Der Beschwerdeführer ist durch die in der Beschwerdeschrift vorgebrachten Gründe nicht genügend entschuldigt (§ 82 FGO i. V. m. § 381 ZPO). Eine genügende Entschuldigung liegt nur bei Umständen vor, die das Verhalten des Zeugen nicht als pflichtwidrig erscheinen lassen. Beispiele sind eigene Erkrankung, Betriebsstörung von Verkehrsmitteln, schwere Erkrankung oder Tod nächster Angehöriger, Nichtbeantwortung eines Verlegungsgesuchs durch das Gericht, wenn nach den Umständen eine Antwort erwartet werden konnte. Es müssen demnach schwerwiegende Gründe für das Ausbleiben vorliegen. Dagegen stellt ein Irrtum über den Terminstag ebenso wie das Vergessen des Termins keine genügende Entschuldigung dar, es sei denn, irgendein wichtiges Ereignis sei die Ursache hierfür gewesen. Eine Pflichtwidrigkeit ist angenommen worden, wenn sich der Zeuge den auf der Ladung angegebenen Termin nicht hinreichend genau eingeprägt und aus diesem Grund den Termin versäumt hat (Beschluß des Oberlandesgerichts München vom 12. November 1956 1 W 1548/56, Neue Juristische Wochenschrift 1957 S. 306).
Etwas Vergleichbares liegt im Falle des Beschwerdeführers vor.

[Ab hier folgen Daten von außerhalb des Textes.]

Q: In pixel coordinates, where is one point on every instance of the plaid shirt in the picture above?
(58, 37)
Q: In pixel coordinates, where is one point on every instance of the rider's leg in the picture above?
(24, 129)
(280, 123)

Er hat sich den Termin zu seiner Vernehmung nicht genügend eingeprägt, so daß er das Datum vom 15. mit dem vom 16. Juni 1977 verwechseln konnte. Die in der Beschwerdeschrift angegebenen Umstände mögen zum Vergessen oder zum Verwechseln des Terminstags mit einem anderen Tag beigetragen haben. Sie sind aber nicht so schwerwiegend, um das Verhalten des Beschwerdeführers als genügend entschuldigt oder als nicht pflichtwidrig anzusehen. Im übrigen pflegen sich Angehörige steuerberatender Berufe wichtige Termine zu notieren. Daß der Beschwerdeführer den Termin nicht aus den Augen verloren hatte, ergibt sich auch aus der Niederschrift über die mündliche Verhandlung vom 15. Juni 1977, in der festgehalten ist, daß der Vorsitzende in einem Ferngespräch am 6. Juni 1977 den Beschwerdeführer ausdrücklich darauf hingewiesen hat, daß er zum festgesetzten Termin erscheinen müsse.

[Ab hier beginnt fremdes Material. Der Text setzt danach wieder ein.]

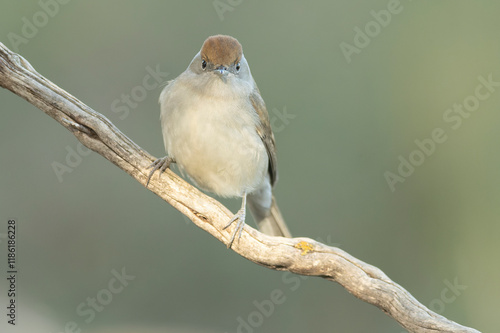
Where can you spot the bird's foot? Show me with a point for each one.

Nach Art. 6 EGStGB vom 2. März 1974 beträgt das Ordnungsgeld mindestens 5 DM, höchstens 1 000 DM. Der erkennende Senat hat keine Veranlassung, das vom FG auf 500 DM festgesetzte Ordnungsgeld zu ermäßigen. Das verbietet sich im Hinblick auf die Bedeutsamkeit seiner zu machenden Aussage in dem anhängigen Prozeß, in welchem es darum geht, ob der Kläger ein betrieblich veranlaßtes Darlehen von 200 000 DM aufgenommen hatte.

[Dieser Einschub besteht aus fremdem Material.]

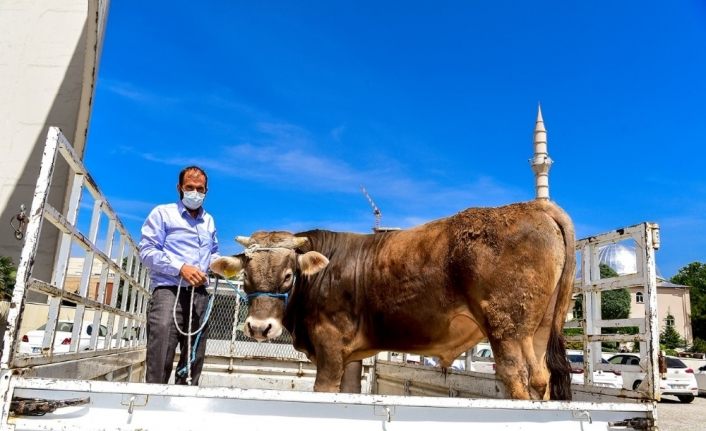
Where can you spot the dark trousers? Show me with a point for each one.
(163, 337)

Es ist nicht zu beanstanden, daß das FG für den Fall, daß das Ordnungsgeld nicht beigetrieben werden kann, noch keine Ordnungshaft festgesetzt hat. Die Umwandlung des Ordnungsgeldes in Ordnungshaft kann nach Art. 8 EGStGB noch nachträglich erfolgen. Es ist auch nicht möglich, den Beschwerdeführer von der Tragung der Kosten zu befreien. Denn es wäre nicht gerechtfertigt, daß die Prozeßbeteiligten und ihre Prozeßvertreter die nutzlos aufgewendeten Kosten zwecks Teilnahme an der Vernehmung des Beschwerdeführers selbst tragen müßten.